Dans le Paris des années cinquante, nous sommes invités à un salon d’art contemporain et participons à une performance d’Yves Klein qui s’ouvre sur un accord en ré majeur de la symphonie Monoton-Silence. Les auteurs de cette exposition immersive retracent le parcours son parcours et sa quête de l’immatériel avec ses premiers Monochromes. Imaginés pour exprimer le monde vivant de chaque couleur mais perçus par le public comme un ensemble polychrome. L’exposition évolue ensuite vers de nouveaux paysages oniriques où dansent et frémissent les feuilles d’or des Monogolds et Monopinks. Nous arrivons  ensuite  dans son atelier où ses collaboratrices, qu’il nomme ses «pinceaux vivants», se meuvent sur une toile au sol et y laissent l’empreinte de leur corps. Quand enfin le site s’embrase, ce sont des formes inédites qui jaillissent alors des murs.

Avec Yves Klein, le pouvoir destructeur du feu devient une véritable puissance créatrice.

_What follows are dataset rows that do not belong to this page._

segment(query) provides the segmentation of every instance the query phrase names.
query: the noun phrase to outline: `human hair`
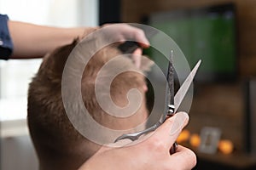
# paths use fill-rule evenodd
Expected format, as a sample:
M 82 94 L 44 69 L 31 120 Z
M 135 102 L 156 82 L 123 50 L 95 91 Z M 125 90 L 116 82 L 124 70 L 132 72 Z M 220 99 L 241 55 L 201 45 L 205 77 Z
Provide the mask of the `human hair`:
M 29 86 L 27 121 L 41 170 L 77 169 L 101 147 L 73 127 L 63 105 L 62 73 L 70 53 L 78 43 L 79 40 L 76 39 L 71 44 L 58 48 L 45 56 Z M 145 122 L 148 116 L 145 77 L 136 68 L 131 59 L 120 56 L 120 60 L 113 61 L 113 65 L 125 67 L 127 71 L 114 77 L 111 82 L 110 96 L 116 105 L 124 107 L 129 103 L 129 90 L 137 89 L 143 100 L 134 114 L 125 118 L 119 116 L 122 113 L 109 115 L 99 105 L 95 91 L 96 80 L 101 68 L 115 56 L 122 54 L 118 45 L 114 43 L 104 47 L 90 60 L 83 72 L 81 94 L 84 106 L 98 123 L 108 128 L 129 129 Z M 86 53 L 87 49 L 85 48 L 83 50 Z M 103 80 L 108 80 L 112 73 L 108 69 L 102 71 Z M 102 83 L 100 86 L 102 89 L 106 88 L 104 82 L 99 83 Z M 103 92 L 98 94 L 102 99 L 109 95 Z M 78 111 L 75 107 L 73 111 Z

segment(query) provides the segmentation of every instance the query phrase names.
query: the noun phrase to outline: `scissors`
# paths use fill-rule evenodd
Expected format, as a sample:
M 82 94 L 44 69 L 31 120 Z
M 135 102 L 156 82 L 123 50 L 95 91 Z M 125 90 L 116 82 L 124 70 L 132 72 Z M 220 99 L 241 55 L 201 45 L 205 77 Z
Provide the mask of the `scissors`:
M 189 88 L 190 87 L 191 82 L 193 82 L 195 73 L 201 65 L 201 60 L 196 63 L 195 66 L 193 68 L 189 75 L 187 76 L 186 80 L 180 87 L 180 88 L 178 89 L 175 96 L 174 96 L 174 67 L 172 63 L 173 63 L 173 50 L 171 51 L 169 65 L 168 65 L 168 72 L 167 72 L 167 86 L 166 86 L 167 93 L 166 95 L 166 100 L 167 101 L 167 105 L 159 122 L 145 130 L 137 132 L 137 133 L 123 134 L 119 138 L 117 138 L 114 142 L 125 139 L 129 139 L 132 141 L 137 140 L 143 134 L 154 131 L 166 121 L 167 117 L 172 116 L 176 113 L 177 108 L 182 103 L 183 98 L 185 97 L 189 90 Z M 172 147 L 171 148 L 170 152 L 174 153 L 176 148 L 177 148 L 177 143 L 175 142 Z

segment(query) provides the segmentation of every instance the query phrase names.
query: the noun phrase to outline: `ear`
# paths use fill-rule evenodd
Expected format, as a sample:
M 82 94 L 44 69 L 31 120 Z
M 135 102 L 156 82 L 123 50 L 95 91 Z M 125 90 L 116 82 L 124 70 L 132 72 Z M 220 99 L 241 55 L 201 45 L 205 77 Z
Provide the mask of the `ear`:
M 142 62 L 141 62 L 141 70 L 145 71 L 149 71 L 151 70 L 151 66 L 154 65 L 154 61 L 151 60 L 148 56 L 143 55 Z

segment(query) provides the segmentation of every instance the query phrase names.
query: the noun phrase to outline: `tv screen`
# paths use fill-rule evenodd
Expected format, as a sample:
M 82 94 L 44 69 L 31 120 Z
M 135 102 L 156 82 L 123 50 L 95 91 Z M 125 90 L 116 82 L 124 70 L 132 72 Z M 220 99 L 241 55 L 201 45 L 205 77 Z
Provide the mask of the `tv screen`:
M 148 24 L 176 42 L 190 68 L 200 59 L 202 60 L 195 81 L 236 79 L 236 8 L 232 3 L 154 13 L 148 17 Z M 154 60 L 160 59 L 156 50 L 149 49 L 147 53 Z

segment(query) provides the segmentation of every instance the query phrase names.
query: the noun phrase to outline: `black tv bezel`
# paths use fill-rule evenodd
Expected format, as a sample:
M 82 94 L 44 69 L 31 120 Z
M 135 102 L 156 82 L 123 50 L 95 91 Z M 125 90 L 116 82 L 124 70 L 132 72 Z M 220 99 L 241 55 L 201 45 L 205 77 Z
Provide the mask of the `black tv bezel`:
M 195 77 L 196 83 L 212 83 L 212 82 L 234 82 L 238 80 L 239 78 L 239 67 L 238 67 L 238 61 L 239 61 L 239 48 L 238 48 L 238 27 L 237 27 L 237 12 L 236 7 L 233 3 L 220 3 L 220 4 L 214 4 L 210 6 L 204 6 L 200 8 L 178 8 L 170 11 L 160 11 L 154 12 L 151 14 L 143 17 L 143 22 L 145 25 L 151 26 L 151 18 L 153 15 L 154 17 L 159 14 L 162 14 L 162 16 L 166 15 L 168 19 L 166 20 L 177 20 L 184 16 L 195 16 L 195 15 L 202 15 L 209 13 L 218 13 L 224 14 L 227 11 L 232 11 L 234 14 L 234 31 L 235 31 L 235 69 L 231 73 L 227 72 L 221 72 L 221 73 L 213 73 L 211 75 L 212 78 L 206 77 L 204 80 L 197 79 Z M 154 19 L 156 20 L 156 19 Z M 202 63 L 203 64 L 203 63 Z M 209 76 L 208 76 L 209 77 Z

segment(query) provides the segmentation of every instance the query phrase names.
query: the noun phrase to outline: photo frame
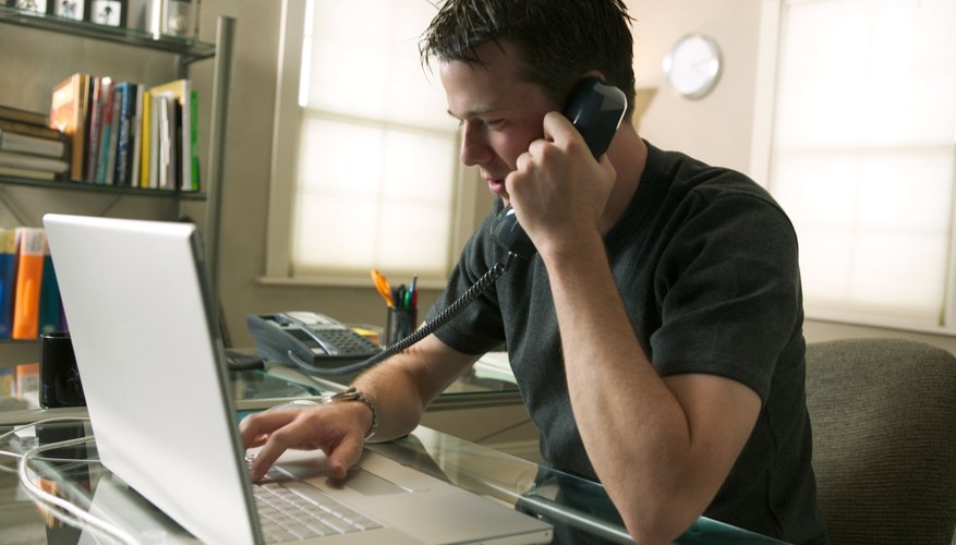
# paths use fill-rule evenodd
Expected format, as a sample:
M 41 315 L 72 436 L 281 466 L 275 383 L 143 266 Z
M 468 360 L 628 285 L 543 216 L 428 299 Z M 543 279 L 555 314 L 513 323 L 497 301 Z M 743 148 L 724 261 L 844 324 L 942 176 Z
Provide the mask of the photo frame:
M 90 0 L 86 20 L 98 25 L 125 27 L 126 7 L 126 0 Z
M 7 5 L 27 13 L 37 15 L 47 15 L 52 13 L 52 2 L 55 0 L 7 0 Z M 82 1 L 82 0 L 77 0 Z
M 53 15 L 61 19 L 83 21 L 86 19 L 87 0 L 50 0 Z

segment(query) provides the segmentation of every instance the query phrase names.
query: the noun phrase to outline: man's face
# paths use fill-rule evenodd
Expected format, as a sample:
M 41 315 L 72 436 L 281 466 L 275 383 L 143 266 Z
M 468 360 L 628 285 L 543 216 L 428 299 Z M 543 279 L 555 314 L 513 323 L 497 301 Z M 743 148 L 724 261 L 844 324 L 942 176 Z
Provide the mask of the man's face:
M 479 167 L 488 190 L 507 204 L 505 178 L 542 137 L 545 113 L 559 105 L 519 77 L 518 52 L 510 44 L 484 44 L 476 52 L 486 64 L 441 62 L 441 84 L 448 112 L 461 122 L 461 162 Z

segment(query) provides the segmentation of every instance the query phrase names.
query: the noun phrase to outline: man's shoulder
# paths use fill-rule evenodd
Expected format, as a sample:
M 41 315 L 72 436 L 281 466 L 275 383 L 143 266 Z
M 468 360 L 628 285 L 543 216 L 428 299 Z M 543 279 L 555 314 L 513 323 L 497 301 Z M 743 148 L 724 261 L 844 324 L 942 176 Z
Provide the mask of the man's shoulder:
M 680 152 L 659 149 L 650 143 L 648 149 L 648 167 L 641 183 L 664 190 L 671 199 L 714 203 L 722 198 L 753 198 L 782 210 L 765 187 L 740 171 L 709 165 Z

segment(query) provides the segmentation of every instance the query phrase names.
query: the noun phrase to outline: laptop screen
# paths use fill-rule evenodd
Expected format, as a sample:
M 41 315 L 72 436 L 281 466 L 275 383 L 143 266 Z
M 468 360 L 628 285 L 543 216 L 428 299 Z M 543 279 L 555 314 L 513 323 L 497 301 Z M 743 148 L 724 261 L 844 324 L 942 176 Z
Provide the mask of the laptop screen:
M 195 226 L 65 215 L 44 225 L 104 465 L 199 540 L 253 543 Z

Juste avant de mourir, il confia à un ami : «Je vais entrer dans le plus grand atelier du monde. Et je n’y ferai que des œuvres immatérielles.» Hommage à cette dernière confession, le final nous emmène dans un monde presque dématérialisé. Grâce à une sélection de quatre-vingt-dix œuvres et soixante images d’archives, Yves Klein, l’infini bleu offre une immersion totale dans la matière et la sensibilité de  cet artiste, sur les sonorités de Vivaldi ou les rythmes de la musique électro de Thylacine.